His research is in game theory, contract theory and mechanism design and has been widely published in the leading economic journals, among others in the American Economic Review, Econometrica, Journal of Political Economy and Review of Economic Studies. His research has been supported by grants from the National Science Foundation, the Alfred P. Sloan Research Fellowship and the German National Science Foundation.
Professor Bergemann is presently an editor of the Journal of the European Economic Association. Additional information can be found at his homepage: http://dirkbergemann.commons.yale.edu/
Stephen Morris is currently the Alexander Stewart 1886 Professor of Economics at Princeton University and has been on the Princeton faculty since 2005. Professor Morris received a BA in Mathematics and Economics from the University of Cambridge in 1985 and a PhD in Economics under the supervision of Professor John Geanakoplos from Yale University in 1991. He earlier taught at the University of Pennsylvania (1991–1998) and Yale University (1998–2005).

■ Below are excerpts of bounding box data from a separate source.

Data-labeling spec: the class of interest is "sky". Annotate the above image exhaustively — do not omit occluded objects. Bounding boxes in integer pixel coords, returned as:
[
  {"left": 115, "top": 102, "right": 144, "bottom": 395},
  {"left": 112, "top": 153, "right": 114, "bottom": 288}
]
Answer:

His research is in microeconomic theory, with a focus on incomplete information games and mechanism design, and with applications in finance and macroeconomics. This work has been published in leading economic journals, including the American Economic Review, Econometrica, Journal of Political Economy, Review of Economic Studies and Quarterly Journal of Economics. Professor Morris was editor of Econometrica (2007–2011) and is a fellow of the Econometric Society and the American Academy of Arts and Sciences.